Quando le è stato chiesto quale fosse stato il discorso più toccante di Haniyeh dal suo punto di vista, Om Yousef, medico presso l’ospedale Nasser di Khan Younis, ha ricordato il momento in cui le è stato assegnato, con una cerimonia pubblica, il posto di lavoro in ospedale insieme ad altri dottori.
“Nella Rashad Al-Shawa Hall di Gaza ci siamo messi in fila per leggere il giuramento medico. È stato estremamente toccante quando Haniyeh ha pronunciato il giuramento e noi lo abbiamo ripetuto dopo di lui; tutti leggevano con un solo cuore, era il cuore dell’uomo sincero, Ismail Haniyeh”.
Om Yousef ha rivelato che il modo in cui Haniyeh ha letto il giuramento l’ha spinta per 14 anni ad impegnarsi volontariamente ancor di più nel suo lavoro.
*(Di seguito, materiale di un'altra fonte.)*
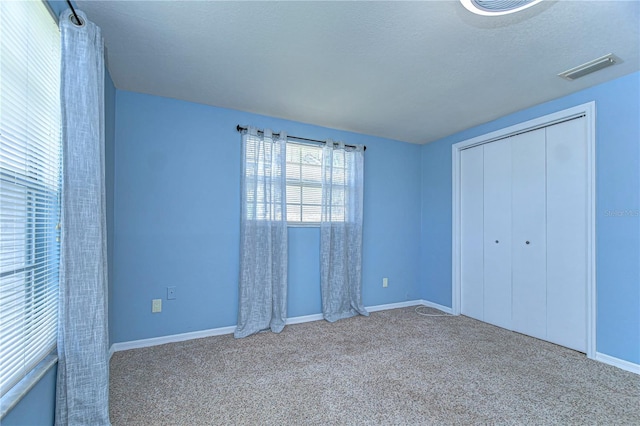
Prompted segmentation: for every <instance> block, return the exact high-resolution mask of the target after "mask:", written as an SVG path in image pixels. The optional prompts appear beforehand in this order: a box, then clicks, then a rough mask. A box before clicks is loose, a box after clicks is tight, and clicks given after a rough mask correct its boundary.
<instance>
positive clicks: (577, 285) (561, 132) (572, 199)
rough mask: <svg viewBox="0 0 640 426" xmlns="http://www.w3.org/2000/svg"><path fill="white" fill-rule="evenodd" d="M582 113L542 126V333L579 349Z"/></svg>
mask: <svg viewBox="0 0 640 426" xmlns="http://www.w3.org/2000/svg"><path fill="white" fill-rule="evenodd" d="M585 121H586V120H585V119H584V118H580V119H575V120H571V121H567V122H564V123H560V124H556V125H554V126H550V127H547V129H546V131H547V339H548V340H549V341H551V342H554V343H558V344H560V345H563V346H566V347H568V348H571V349H575V350H578V351H582V352H585V351H586V349H587V341H586V333H587V331H586V323H587V321H586V306H587V300H586V295H587V234H586V230H587V215H586V209H587V187H586V181H587V151H586V129H585Z"/></svg>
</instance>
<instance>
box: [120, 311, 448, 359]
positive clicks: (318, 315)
mask: <svg viewBox="0 0 640 426" xmlns="http://www.w3.org/2000/svg"><path fill="white" fill-rule="evenodd" d="M427 303H431V302H427ZM421 304H423V305H424V304H425V301H424V300H412V301H408V302H399V303H388V304H386V305H376V306H370V307H366V309H367V311H369V312H376V311H383V310H387V309H397V308H405V307H407V306H415V305H421ZM426 306H431V305H426ZM437 306H440V305H437ZM433 307H436V306H435V304H434V306H433ZM443 308H444V307H443ZM438 309H441V310H443V309H442V308H438ZM445 309H446V308H445ZM322 319H324V317H323V316H322V314H312V315H303V316H299V317H293V318H287V322H286V324H287V325H291V324H301V323H304V322H311V321H320V320H322ZM235 329H236V326H235V325H233V326H229V327H219V328H210V329H208V330H200V331H192V332H189V333H181V334H171V335H168V336H160V337H152V338H149V339H140V340H131V341H129V342H120V343H114V344H112V345H111V347H110V348H109V358H111V356H112V355H113V354H114V353H115V352H120V351H127V350H130V349H139V348H147V347H150V346H158V345H164V344H167V343H176V342H183V341H185V340H191V339H201V338H203V337H211V336H222V335H224V334H233V332H234V331H235Z"/></svg>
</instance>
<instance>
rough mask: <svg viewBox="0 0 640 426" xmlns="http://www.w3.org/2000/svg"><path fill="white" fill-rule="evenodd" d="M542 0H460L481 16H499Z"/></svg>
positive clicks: (465, 6)
mask: <svg viewBox="0 0 640 426" xmlns="http://www.w3.org/2000/svg"><path fill="white" fill-rule="evenodd" d="M541 1H542V0H460V2H461V3H462V5H463V6H464V7H465V8H466V9H467V10H469V11H471V12H473V13H475V14H478V15H483V16H500V15H507V14H509V13H515V12H518V11H520V10H523V9H526V8H528V7H531V6H533V5H535V4H537V3H540V2H541Z"/></svg>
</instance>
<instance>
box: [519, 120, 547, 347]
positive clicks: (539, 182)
mask: <svg viewBox="0 0 640 426" xmlns="http://www.w3.org/2000/svg"><path fill="white" fill-rule="evenodd" d="M510 139H511V176H512V180H511V194H512V196H511V212H512V216H511V220H512V222H511V227H512V238H511V247H512V259H511V267H512V269H511V274H512V287H511V291H512V305H511V309H512V317H511V318H512V324H513V330H515V331H518V332H520V333H524V334H528V335H530V336H533V337H538V338H541V339H546V335H547V321H546V318H547V277H546V269H547V265H546V260H547V242H546V213H547V207H546V194H545V192H546V182H545V180H546V179H545V168H546V166H545V163H546V153H545V129H539V130H534V131H531V132H527V133H522V134H520V135H517V136H514V137H512V138H510Z"/></svg>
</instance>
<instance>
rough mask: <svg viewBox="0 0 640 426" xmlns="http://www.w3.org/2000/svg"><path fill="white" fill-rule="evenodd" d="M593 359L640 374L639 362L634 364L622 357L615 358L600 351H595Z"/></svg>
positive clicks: (615, 366) (631, 362)
mask: <svg viewBox="0 0 640 426" xmlns="http://www.w3.org/2000/svg"><path fill="white" fill-rule="evenodd" d="M594 359H595V360H596V361H600V362H603V363H605V364H609V365H613V366H614V367H618V368H621V369H622V370H625V371H630V372H631V373H635V374H640V364H635V363H633V362H629V361H625V360H623V359H620V358H616V357H613V356H611V355H606V354H603V353H600V352H596V356H595V358H594Z"/></svg>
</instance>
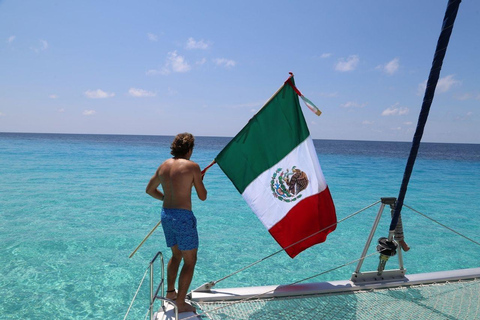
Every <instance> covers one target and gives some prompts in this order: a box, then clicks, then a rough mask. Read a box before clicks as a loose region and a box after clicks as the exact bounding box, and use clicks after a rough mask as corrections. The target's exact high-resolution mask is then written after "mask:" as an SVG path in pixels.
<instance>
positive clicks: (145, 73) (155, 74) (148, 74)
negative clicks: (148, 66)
mask: <svg viewBox="0 0 480 320" xmlns="http://www.w3.org/2000/svg"><path fill="white" fill-rule="evenodd" d="M145 74H146V75H147V76H154V75H157V74H164V73H163V72H162V71H161V70H157V69H150V70H147V72H145ZM165 74H168V73H165Z"/></svg>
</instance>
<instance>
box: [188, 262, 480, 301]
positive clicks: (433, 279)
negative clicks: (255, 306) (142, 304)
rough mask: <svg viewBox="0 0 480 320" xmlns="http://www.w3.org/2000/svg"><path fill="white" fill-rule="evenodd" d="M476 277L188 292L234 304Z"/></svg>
mask: <svg viewBox="0 0 480 320" xmlns="http://www.w3.org/2000/svg"><path fill="white" fill-rule="evenodd" d="M477 278H480V268H472V269H459V270H450V271H439V272H429V273H419V274H411V275H405V276H404V277H402V278H396V279H392V278H388V277H386V279H384V280H377V281H372V282H363V281H361V282H357V283H355V282H352V281H350V280H340V281H327V282H317V283H305V284H295V285H279V286H258V287H244V288H226V289H215V290H211V291H209V292H195V291H194V292H192V299H191V300H192V301H194V302H215V301H216V302H218V301H235V300H244V299H249V298H254V297H255V298H259V297H261V298H280V297H295V296H306V295H322V294H340V293H349V292H354V291H360V290H372V289H386V288H395V287H405V286H413V285H425V284H432V283H444V282H456V281H461V280H472V279H477Z"/></svg>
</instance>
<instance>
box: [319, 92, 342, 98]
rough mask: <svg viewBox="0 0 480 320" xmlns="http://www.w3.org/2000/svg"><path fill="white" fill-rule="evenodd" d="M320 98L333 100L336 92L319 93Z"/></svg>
mask: <svg viewBox="0 0 480 320" xmlns="http://www.w3.org/2000/svg"><path fill="white" fill-rule="evenodd" d="M320 96H321V97H326V98H335V97H337V96H338V92H320Z"/></svg>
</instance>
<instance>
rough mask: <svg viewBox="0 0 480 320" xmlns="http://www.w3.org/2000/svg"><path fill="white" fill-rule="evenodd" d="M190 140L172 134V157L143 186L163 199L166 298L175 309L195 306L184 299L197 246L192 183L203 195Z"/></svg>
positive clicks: (191, 278)
mask: <svg viewBox="0 0 480 320" xmlns="http://www.w3.org/2000/svg"><path fill="white" fill-rule="evenodd" d="M194 140H195V138H194V137H193V135H192V134H190V133H180V134H178V135H177V136H176V137H175V139H174V140H173V143H172V145H171V147H170V149H171V152H170V153H171V154H172V155H173V158H171V159H168V160H166V161H165V162H163V163H162V164H161V165H160V167H158V169H157V171H156V172H155V174H154V175H153V177H152V178H151V179H150V182H149V183H148V185H147V189H146V192H147V193H148V194H149V195H151V196H152V197H154V198H155V199H158V200H161V201H163V208H162V227H163V231H164V233H165V239H166V241H167V246H168V247H170V248H171V250H172V258H171V259H170V261H169V262H168V266H167V296H166V298H168V299H171V300H175V299H176V304H177V307H178V312H188V311H192V312H195V308H194V307H193V306H191V305H189V304H188V303H186V302H185V297H186V295H187V291H188V287H189V286H190V283H191V282H192V278H193V271H194V269H195V264H196V262H197V250H198V234H197V220H196V218H195V216H194V215H193V212H192V199H191V195H192V186H194V187H195V190H196V192H197V195H198V198H199V199H200V200H202V201H204V200H205V199H207V190H206V189H205V186H204V185H203V181H202V179H203V176H202V173H201V171H200V167H199V166H198V164H196V163H195V162H193V161H190V157H191V156H192V152H193V146H194ZM159 185H162V190H163V192H162V191H160V190H158V186H159ZM182 259H183V267H182V271H181V272H180V277H179V279H178V293H176V292H175V280H176V279H177V273H178V269H179V266H180V262H181V261H182Z"/></svg>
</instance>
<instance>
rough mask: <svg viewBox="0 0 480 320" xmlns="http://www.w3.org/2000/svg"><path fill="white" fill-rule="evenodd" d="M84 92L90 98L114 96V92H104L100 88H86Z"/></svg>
mask: <svg viewBox="0 0 480 320" xmlns="http://www.w3.org/2000/svg"><path fill="white" fill-rule="evenodd" d="M84 94H85V95H86V96H87V98H90V99H104V98H111V97H113V96H115V93H113V92H105V91H103V90H100V89H97V90H87V91H85V92H84Z"/></svg>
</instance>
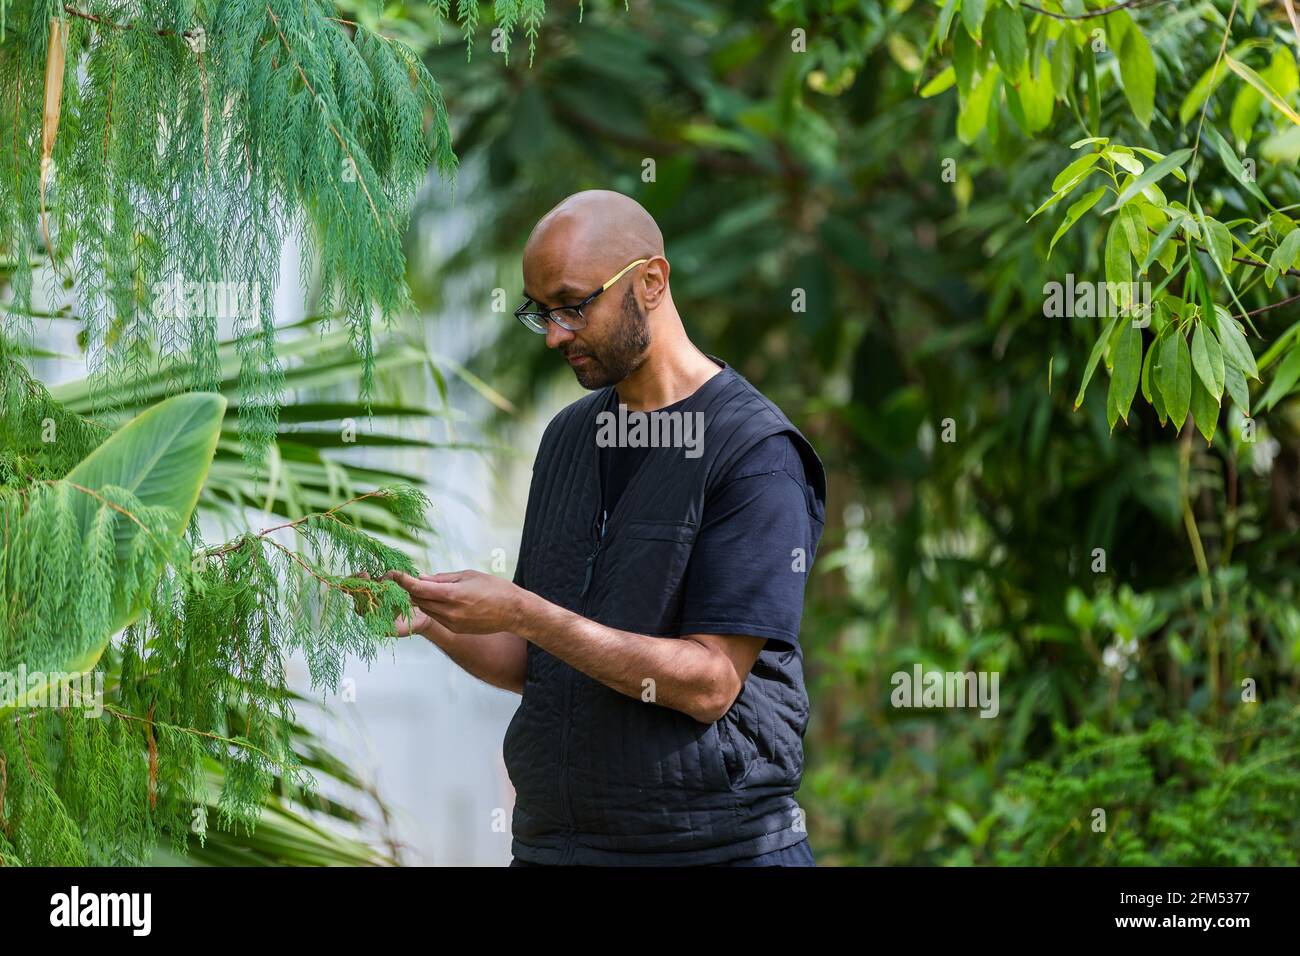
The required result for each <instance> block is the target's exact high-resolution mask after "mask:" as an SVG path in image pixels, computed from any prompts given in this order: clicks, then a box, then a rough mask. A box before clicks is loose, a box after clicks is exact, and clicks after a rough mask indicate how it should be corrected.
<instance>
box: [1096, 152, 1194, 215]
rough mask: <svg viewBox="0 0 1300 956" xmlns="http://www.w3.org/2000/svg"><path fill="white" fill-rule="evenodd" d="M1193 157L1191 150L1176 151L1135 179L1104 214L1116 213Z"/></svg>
mask: <svg viewBox="0 0 1300 956" xmlns="http://www.w3.org/2000/svg"><path fill="white" fill-rule="evenodd" d="M1191 155H1192V151H1191V150H1175V151H1174V152H1171V153H1169V155H1167V156H1165V159H1162V160H1160V161H1158V163H1157V164H1156V165H1153V166H1149V168H1148V169H1145V170H1143V173H1141V174H1140V176H1138V178H1135V179H1134V181H1132V182H1130V183H1128V185H1127V186H1126V187H1125V191H1123V193H1121V194H1119V195H1118V196H1117V198H1115V202H1114V203H1112V204H1110V206H1109V207H1106V208H1105V209H1104V211H1102V212H1114V211H1115V209H1118V208H1119V207H1121V206H1123V204H1125V203H1127V202H1128V200H1130V199H1132V198H1134V196H1136V195H1138V194H1140V193H1141V191H1143V190H1144V189H1147V187H1148V186H1149V185H1151V183H1153V182H1157V181H1160V179H1164V178H1165V177H1166V176H1167V174H1169V173H1170V172H1173V170H1174V169H1178V168H1179V166H1182V165H1183V164H1184V163H1187V160H1188V159H1191Z"/></svg>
“Il giuramento ha avuto un impatto profondo, ogni volta che sento di non essere all’altezza del mio lavoro, ci ripenso e modifico il mio comportamento. Non si è trattato soltanto di una lettura ripetuta da un documento. Sono state parole che lui ha recitato in modo sincero”.
Un altro medico palestinese, che ha preferito mantenere l’anonimato, ha raccontato che era solita chiamarlo zio Abu Al-Abed riferendosi al fatto che egli era estremamente umile e si comportava rigorosamente come la sua gente.
“Il suo volto allegro, le sue buone maniere, la sua capacità di coinvolgere tutti, non parlava mai male di nessuno, nemmeno di coloro che si permettevano di contestarlo”, ha aggiunto.
Ha continuato: “Se lo paragoniamo ad altri leader politici, solo dal punto di vista delle dichiarazioni, molti hanno dovuto affrontare critiche da parte delle opposizioni, ma Abu Al-Abd non ha mai risposto con dichiarazioni offensive o fatto discorsi che avrebbero potuto provocare tensioni, a differenza di altri”.
Con voce roca, un altro uomo di Gaza, Abu Faisal, sfollato in una tenda nella città di Hamad a Khan Younis, ha confermato che il popolo palestinese non muore indipendentemente dalle prove cui lo sottopone Israele per sradicarlo dalle sue terre, nonostante la Nakba. Ritiene che non importa quanti grandi leader vengano uccisi, l’idea di resistere all’occupazione di Israele e difendere la terra rimane un diritto sacro che non finisce con la morte dei grandi uomini. Se così non fosse, l’idea di resistenza sarebbe morta con l’uccisione dei fondatori Ahmed Yassin e Yasser Arafat.